6 Indemnification.Merchants shall indemnify and defend Live Coupon, its Partners, agents, affiliates,
and licensors from any third party claim or liability (collectively, "Liabilities"), arising out of Use,
Merchants's Program use, Targets, Creative and Services and breach of the Agreement. Partners shall be
deemed third party beneficiaries of the above Partner indemnity.
7 Miscellaneous.THE AGREEMENT MUST BE CONSTRUED AS IF BOTH PARTIES JOINTLY WROTE IT
AND GOVERNED BY CALIFORNIA LAW EXCEPT FOR ITS CONFLICTS OF LAWS PRINCIPLES. ALL CLAIMS
ARISING OUT OF OR RELATING TO THIS AGREEMENT OR THE Live Coupon PROGRAM(S) SHALL BE
LITIGATED EXCLUSIVELY IN THE FEDERAL OR STATE COURTS OF SANTA CLARA COUNTY, CALIFORNIA,
USA, AND Live Coupon AND Merchants CONSENT TO PERSONAL JURISDICTION IN THOSE COURTS. The
Agreement constitutes the entire and exclusive agreement between the parties with respect to the subject
matter hereof, and supersedes and replaces any other agreements, terms and conditions applicable to the
subject matter hereof. No statements or promises have been relied upon in entering into this Agreement
except as expressly set forth herein, and any conflicting or additional terms contained in any other
documents (e.g. reference to a purchase order number) or oral discussions are void. Each party shall not
disclose the terms or conditions of these Terms to any third party, except to its professional advisors under
a strict duty of confidentiality or as necessary to comply with a government law, rule or regulation.
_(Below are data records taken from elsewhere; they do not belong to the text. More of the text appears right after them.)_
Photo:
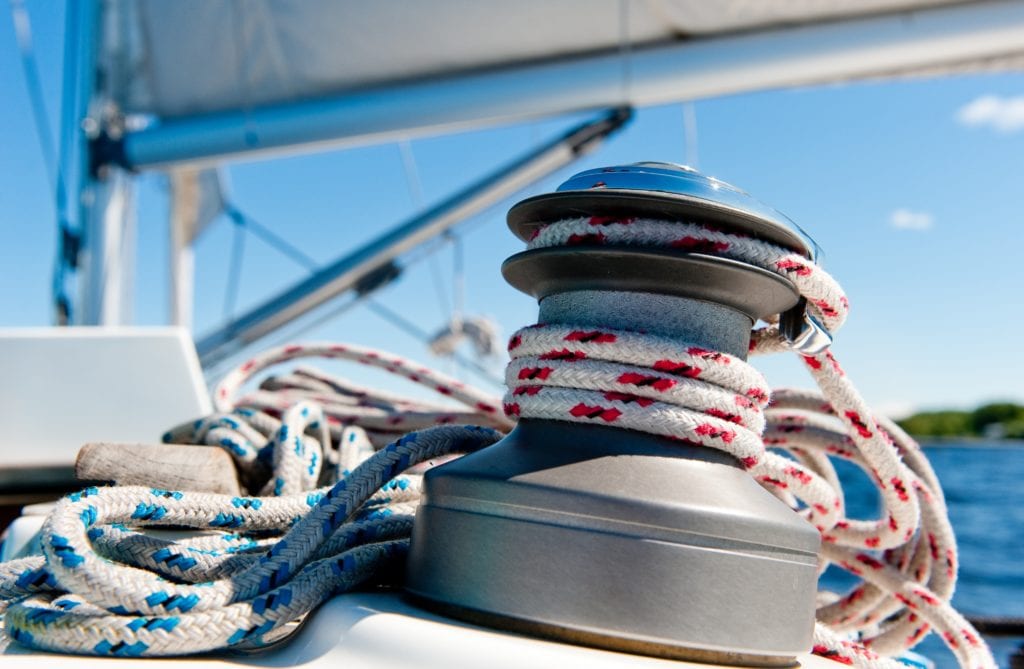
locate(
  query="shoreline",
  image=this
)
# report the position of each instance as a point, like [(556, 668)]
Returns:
[(969, 442)]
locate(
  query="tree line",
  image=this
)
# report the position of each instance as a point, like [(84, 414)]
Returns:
[(998, 420)]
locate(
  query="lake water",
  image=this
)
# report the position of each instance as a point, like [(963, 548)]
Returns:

Merchants may grant approvals, permissions, extensions and consents by email, but any modifications by
Merchants to the Agreement must be made in a writing executed by both parties. Any notices to Live
Coupon must be sent to Live Coupon, Advertising Programs, 78 Eldora Dr., Mountain View, CA 94041,
USA, with a copy to Legal Department, via confirmed facsimile, with a copy sent via first class or air mail or
overnight courier, and are deemed given upon receipt. A waiver of any default is not a waiver of any
subsequent default. Unenforceable provisions will be modified to reflect the parties' intention and only to
the extent necessary to make them enforceable, and remaining provisions of the Agreement will remain in
full effect. Merchants may not assign any of its rights hereunder and any such attempt is void. Live Coupon
and Merchants and Live Coupon and Partners are not legal partners or agents, but are independent
contractors. In the event that these Terms or a Program expire or is terminated, Live Coupon shall not be
obligated to return any materials to Merchants. Notice to Merchants may be effected by sending an email
to the email address specified in Merchants's account, or by posting a message to Merchants's account
interface, and is deemed received when sent (for email) or no more than 15 days after having been posted
(for messages in Merchants's AdWords interface).